Pic Source: Pattaya Daily News
Affected companies are still trying out all options to resume work at Map Ta Phut. Siam Cement said in a statement today that it has already started to comply with the new regulations invoked by the state in accordance with article 67. The compliance process is expected to take between 8-12 months, it said.
And Siam Cement is also trying to “expedite a conclusion through consultation and coordination with official agencies concerned as well as investors to find solutions.”
Eighteen projects run by both Siam Cement subsidiaries and its joint-venture companies are among the 64 projects affected by the Supreme Court’s order to halt construction. The investment cost of these 18 projects is worth over Baht57.5bn ($1.74bn).
Siam Cement did not identify the 18 projects but according to one industry source the company’s joint-venture cracker, hdPE and PP projects are not on the list but a lldPE project is stuck. The blog has not yet been able to confirm this with the company.
Meanwhile, PTT Chem has started its new 1m tonnes/year cracker and expects to achieve on-spec production by the end of this month, reports ICIS news. But sustaining full operations at the new cracker would depend on when parent company, PTT, is allowed to commission its No6 gas separation project at Map Ta Phut.

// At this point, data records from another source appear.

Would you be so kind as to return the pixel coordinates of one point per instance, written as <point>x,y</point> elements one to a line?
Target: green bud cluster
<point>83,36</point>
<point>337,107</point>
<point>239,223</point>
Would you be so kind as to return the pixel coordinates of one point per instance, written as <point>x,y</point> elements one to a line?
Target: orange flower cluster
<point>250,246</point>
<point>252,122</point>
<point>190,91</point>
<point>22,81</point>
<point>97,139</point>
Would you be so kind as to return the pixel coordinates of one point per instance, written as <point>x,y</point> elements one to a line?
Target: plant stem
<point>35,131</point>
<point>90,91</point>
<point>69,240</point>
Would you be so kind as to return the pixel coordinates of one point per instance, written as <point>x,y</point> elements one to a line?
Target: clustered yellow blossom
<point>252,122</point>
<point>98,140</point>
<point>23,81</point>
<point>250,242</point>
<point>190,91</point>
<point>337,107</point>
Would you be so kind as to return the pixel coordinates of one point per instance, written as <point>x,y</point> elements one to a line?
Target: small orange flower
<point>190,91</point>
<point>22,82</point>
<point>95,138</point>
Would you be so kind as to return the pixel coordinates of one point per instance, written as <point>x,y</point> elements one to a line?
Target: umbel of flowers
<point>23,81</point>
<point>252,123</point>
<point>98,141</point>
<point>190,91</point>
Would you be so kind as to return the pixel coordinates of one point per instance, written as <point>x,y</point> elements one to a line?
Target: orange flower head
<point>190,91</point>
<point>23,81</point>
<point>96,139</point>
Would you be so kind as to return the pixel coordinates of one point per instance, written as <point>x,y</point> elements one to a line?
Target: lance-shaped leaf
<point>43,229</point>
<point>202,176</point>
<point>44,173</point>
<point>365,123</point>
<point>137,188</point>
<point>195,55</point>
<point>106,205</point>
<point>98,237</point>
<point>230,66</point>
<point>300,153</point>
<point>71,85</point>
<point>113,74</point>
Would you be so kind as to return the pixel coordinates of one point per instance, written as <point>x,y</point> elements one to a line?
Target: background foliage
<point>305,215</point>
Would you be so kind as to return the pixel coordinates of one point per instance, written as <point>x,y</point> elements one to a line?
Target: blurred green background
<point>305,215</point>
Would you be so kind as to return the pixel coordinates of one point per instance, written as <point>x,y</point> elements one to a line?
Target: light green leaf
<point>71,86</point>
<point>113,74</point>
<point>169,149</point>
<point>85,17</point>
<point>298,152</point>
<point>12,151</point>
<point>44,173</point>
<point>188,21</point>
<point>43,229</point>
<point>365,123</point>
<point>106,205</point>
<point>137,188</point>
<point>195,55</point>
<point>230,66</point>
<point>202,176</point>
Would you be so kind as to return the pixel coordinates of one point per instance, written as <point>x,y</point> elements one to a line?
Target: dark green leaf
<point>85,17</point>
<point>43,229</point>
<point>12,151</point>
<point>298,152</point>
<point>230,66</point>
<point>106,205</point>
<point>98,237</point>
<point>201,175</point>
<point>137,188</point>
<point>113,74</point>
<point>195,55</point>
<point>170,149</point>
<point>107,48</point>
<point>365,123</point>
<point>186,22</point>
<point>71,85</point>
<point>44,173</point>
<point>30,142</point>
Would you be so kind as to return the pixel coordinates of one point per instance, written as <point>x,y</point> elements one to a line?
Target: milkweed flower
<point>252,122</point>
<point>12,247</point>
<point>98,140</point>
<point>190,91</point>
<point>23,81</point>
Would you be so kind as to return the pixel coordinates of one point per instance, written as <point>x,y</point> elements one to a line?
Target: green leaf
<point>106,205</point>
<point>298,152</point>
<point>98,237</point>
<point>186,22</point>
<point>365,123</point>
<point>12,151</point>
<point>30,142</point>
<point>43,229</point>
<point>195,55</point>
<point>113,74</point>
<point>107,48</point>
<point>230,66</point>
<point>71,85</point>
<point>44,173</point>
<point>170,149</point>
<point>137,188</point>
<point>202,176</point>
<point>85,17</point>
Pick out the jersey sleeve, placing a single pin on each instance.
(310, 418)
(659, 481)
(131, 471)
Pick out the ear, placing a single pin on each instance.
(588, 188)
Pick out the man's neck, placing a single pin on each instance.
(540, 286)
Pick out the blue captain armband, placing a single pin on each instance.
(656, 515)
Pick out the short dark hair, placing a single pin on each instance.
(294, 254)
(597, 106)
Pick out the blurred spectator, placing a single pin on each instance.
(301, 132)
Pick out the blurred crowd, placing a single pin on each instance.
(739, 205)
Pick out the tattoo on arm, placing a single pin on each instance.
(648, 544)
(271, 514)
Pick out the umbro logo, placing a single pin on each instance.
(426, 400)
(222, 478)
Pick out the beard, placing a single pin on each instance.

A PTT source says that the project was 99.8% complete at the end of last year and that construction work is almost over. But after last week’s court ruling the company is not able to provide any clarity on when work can resume at the project.
PTT, says the source, plans to work with government agencies and ask them to file a fresh petition in the Administrative court. It is also evaluating approaching the Supreme Court directly. And it also working on a health impact assessment study which should be ready for evaluation by April.
“In the worst case we are looking at a one year delay in the commissioning of the gas plant,” says the source.
To keep the new cracker running, maintenance shutdowns will be carried out at PTT Chem’s two existing crackers. A 460,000 tonnes/year cracker is due to be shut in mid-February for 35 days while a 515,000 tonnes/year cracker will be shut for 30 days in June.
Extra ethane (around 600,000 tonnes/year) would also be available once PTT completes revamping two of its existing gas separation plants. The revamp project is not the list of affected projects and test runs are due in February.
But even these arrangements may not provide sufficient ethane to the new cracker. “We believe we cannot run it at 100%. We have to wait and see when we finish commissioning of the gas separation plant,” says the source.
The delay in the new gas separation plant has implications that go beyond petrochemicals as Thailand will have to import huge volumes of LPG.
“It will be around 100,000 tonnes/month and the government will have to subsidise this. They [the government] are under a lot of pressure. International prices of LPG are in the $700-800 range while the local price is around $330. The government subsidy would be around $1.5bn every month,” says the source.
But this is something that the government has known since September last year when the administrative court made its first ruling on Map Ta Phut, points out the analyst.
The Map Ta Phut mess is just one of the many problems that the beleaguered government is facing. The stock market has fallen to a seven-week low on concerns about political uncertainty.
Investors appear to be increasingly worried about an impending collapse of the current coalition government. The Bangkok Post also reports about discontent in the armed forces and rumours of a coup which have spooked the business community.